Universität des Saarlandes FR 6.2 - Informatik Prof. Dr. W.J. Paul Dipl.-Ing. Christoph Baumann

Exercise Sheet 6 Computer Architecture II (Due: Dec 2th, 2013)



(5 Points)

## Exercise 1: (Optimized FDselect Circuit)

Figure 1 shows the FDSELECT circuit of the Multiply/Divide Unit in our FPU. In the lecture we discovered that  $E = \lfloor f_a \cdot x \rfloor_{p+1}$  can actually be represented with p+2 bits. This influences the length of  $E_b$ , too. Additionally  $D_a$  and  $D_b$  just store pipelined copies of the unpacked and normalized significands  $f_a$  and  $f_b$ . Consequently FDSELECT contains superfluous data lines and gates. Give a short summary which circuitry can be omitted and construct a corresponding optimized version of FDSELECT!

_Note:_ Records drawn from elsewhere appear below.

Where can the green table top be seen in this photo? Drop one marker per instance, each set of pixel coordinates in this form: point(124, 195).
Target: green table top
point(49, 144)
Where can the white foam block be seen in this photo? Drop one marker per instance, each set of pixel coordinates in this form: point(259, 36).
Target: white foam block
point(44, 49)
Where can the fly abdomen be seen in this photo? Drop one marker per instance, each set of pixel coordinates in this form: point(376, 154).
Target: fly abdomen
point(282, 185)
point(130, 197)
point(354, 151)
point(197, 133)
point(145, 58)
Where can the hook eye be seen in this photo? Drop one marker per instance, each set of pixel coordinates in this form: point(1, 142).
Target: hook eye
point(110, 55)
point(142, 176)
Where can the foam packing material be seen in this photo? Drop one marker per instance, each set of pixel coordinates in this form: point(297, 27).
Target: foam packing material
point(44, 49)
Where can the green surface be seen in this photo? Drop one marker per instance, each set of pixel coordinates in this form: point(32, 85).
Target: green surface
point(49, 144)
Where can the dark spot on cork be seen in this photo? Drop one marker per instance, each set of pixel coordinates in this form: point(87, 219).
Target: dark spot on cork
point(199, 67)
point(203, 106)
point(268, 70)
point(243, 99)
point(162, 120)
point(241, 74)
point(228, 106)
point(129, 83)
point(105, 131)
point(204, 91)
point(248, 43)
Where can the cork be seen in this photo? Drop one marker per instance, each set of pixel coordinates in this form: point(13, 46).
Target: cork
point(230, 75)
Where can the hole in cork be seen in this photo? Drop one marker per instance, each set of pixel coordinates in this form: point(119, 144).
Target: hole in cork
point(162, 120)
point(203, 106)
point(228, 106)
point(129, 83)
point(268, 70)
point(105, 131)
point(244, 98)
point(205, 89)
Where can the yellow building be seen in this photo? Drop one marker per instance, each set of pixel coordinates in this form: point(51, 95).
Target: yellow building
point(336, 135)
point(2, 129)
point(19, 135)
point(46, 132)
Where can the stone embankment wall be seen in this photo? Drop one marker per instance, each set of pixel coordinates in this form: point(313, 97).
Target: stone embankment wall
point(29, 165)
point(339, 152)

Figure 1: The FDSELECT circuit selecting the correct significand for the quotient in the Multiply/Divide unit (taken from *Computer Architecture*, S. M. Müller, W. J. Paul, Springer 2000)

### **Exercise 2:** (Division Pipeline Optimization)

#### (5+5 Points)

In the lecture it was noted that the multiplier in the Multiply/Divide unit actually only needs width 58 for the computation of E. All other multiplications in the division algorithm can be implemented with less bits. In the following we want to use this insight to optimize the delay of the division significant computation. Let p = 53 and  $\gamma = 8$ .

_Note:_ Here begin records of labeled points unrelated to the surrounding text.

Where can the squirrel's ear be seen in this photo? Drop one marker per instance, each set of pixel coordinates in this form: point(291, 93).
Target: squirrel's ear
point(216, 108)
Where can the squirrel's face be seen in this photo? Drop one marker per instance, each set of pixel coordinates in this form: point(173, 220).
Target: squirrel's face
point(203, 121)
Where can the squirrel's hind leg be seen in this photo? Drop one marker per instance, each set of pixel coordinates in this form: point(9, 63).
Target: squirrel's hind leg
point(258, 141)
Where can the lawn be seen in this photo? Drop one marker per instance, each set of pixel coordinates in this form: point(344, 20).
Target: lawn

a) In the current algorithm we always use the same  $\sigma$  for all computations. Instead we could have individual  $\sigma_i$  for each iteration  $i \ge 0$ . Then we have  $\sigma_2 = 57$ . Find one pair of values for  $(\sigma_0, \sigma_1)$ , such that  $\sigma_0 + \sigma_1 \le 50$  and  $\delta_3 < 2^{-(p+2)}$ ! Prove your claim!

b) At the moment the significand of the quotient is computed by iterating a loop several times. Imagine that we would unroll this loop and compute every multiplication in a dedicated pipeline stage. Then we could optimize the width of the individual multiplication trees and adders. Using your results from a) calculate the minimal bit widths of these circuits for the computation of  $z_i$ ,  $x_{i+1}$ , E and  $E_b$  with  $i \in [0:2]$ ! Also list for each of the stages which signals should be connected to inputs a and b of the multiplier!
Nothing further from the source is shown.